Central to this work is a commitment to ethical research practice. Mapping Indigenous place names must not reproduce colonial patterns of extraction or academic appropriation. Rather than simply collecting place names for external use, Serrano and her collaborators engage communities in long-term dialogues about who retains access to the data, how it is stored, and how it is returned to the people whose knowledge it embodies. The aim is not external publication alone, but community empowerment - supporting decisions about their own territories according to locally defined priorities.
This ethical stance aligns with broader discussions in Indigenous geography and critical toponymy, which emphasize community control over spatial narratives and resist the imposition of external categories on Indigenous landscapes.

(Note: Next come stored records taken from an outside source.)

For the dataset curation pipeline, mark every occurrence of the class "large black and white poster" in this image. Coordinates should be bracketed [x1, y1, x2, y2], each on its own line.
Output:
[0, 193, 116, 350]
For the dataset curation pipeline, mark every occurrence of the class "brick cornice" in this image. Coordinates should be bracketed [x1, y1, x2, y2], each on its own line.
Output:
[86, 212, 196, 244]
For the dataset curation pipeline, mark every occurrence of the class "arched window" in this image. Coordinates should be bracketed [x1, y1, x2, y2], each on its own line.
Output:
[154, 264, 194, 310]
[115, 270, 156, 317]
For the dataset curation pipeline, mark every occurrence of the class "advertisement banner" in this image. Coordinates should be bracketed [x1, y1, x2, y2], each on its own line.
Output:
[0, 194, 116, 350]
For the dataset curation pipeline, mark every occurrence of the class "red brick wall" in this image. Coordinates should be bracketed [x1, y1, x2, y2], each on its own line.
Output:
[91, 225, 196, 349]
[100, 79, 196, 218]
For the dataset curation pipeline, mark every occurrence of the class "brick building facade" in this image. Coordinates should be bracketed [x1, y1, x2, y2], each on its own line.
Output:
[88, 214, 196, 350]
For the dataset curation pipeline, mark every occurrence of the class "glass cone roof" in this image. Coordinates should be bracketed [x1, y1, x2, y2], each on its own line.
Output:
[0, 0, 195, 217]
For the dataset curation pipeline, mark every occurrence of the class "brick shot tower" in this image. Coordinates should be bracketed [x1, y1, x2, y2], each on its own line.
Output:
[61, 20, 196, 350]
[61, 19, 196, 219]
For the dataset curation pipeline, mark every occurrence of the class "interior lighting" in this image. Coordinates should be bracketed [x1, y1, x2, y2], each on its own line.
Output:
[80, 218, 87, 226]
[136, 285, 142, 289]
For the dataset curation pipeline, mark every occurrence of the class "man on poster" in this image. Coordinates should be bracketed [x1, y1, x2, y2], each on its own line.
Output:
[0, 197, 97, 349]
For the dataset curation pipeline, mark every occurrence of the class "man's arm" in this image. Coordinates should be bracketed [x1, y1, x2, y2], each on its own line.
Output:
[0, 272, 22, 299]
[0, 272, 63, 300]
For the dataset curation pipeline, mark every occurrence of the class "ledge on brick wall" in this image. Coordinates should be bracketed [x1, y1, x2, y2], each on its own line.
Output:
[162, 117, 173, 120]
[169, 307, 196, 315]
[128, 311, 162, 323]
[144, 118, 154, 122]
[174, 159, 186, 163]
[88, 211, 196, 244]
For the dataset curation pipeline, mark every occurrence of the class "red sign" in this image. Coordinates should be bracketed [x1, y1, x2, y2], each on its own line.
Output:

Beyond the Map: Landscape as kin, not object
In the Andean Indigenous worldview shared at the event, places are at once culture and nature - defying the very division that underpins most Western academic disciplines. Mountains protect, lakes communicate, fields change and move - in an ongoing exchange with human actors who are themselves shaped by ritual, memory, and reciprocal responsibility.
The concept that “places reveal their names to people” disrupts the assumption that humans impose meaning on a silent landscape. Instead it positions place names as dialogues emerging from lived experience and reciprocal presence. This resonates with in-depth ethnographic perspectives that treat Indigenous toponyms as ecosystem concepts, highlighting how naming reflects ecological integration and a personalized sense of place.
Looking Forward: INDAGAR and the Future of Applied Toponymy
This work is part of a broader research initiative - the Indigenous Agroecological Territories (INDAGAR) project — which seeks to link Indigenous territorial knowledge with agroecological governance and sustainability. Although much of this project’s focus centers on food systems and environmental resilience, its inclusion of Indigenous place names highlights the central role of spatial knowledge in community-led ecological stewardship.
As the field of toponymy evolves, contributions like those presented in the desert of Atacama remind us that place names are not static keys to a past world, but living inscriptions of heritage, identity, and ecological practice. When places speak, they tell histories that official maps have long ignored — and in doing so, they empower the people whose ancestral ties to land continue to shape cultural and environmental futures.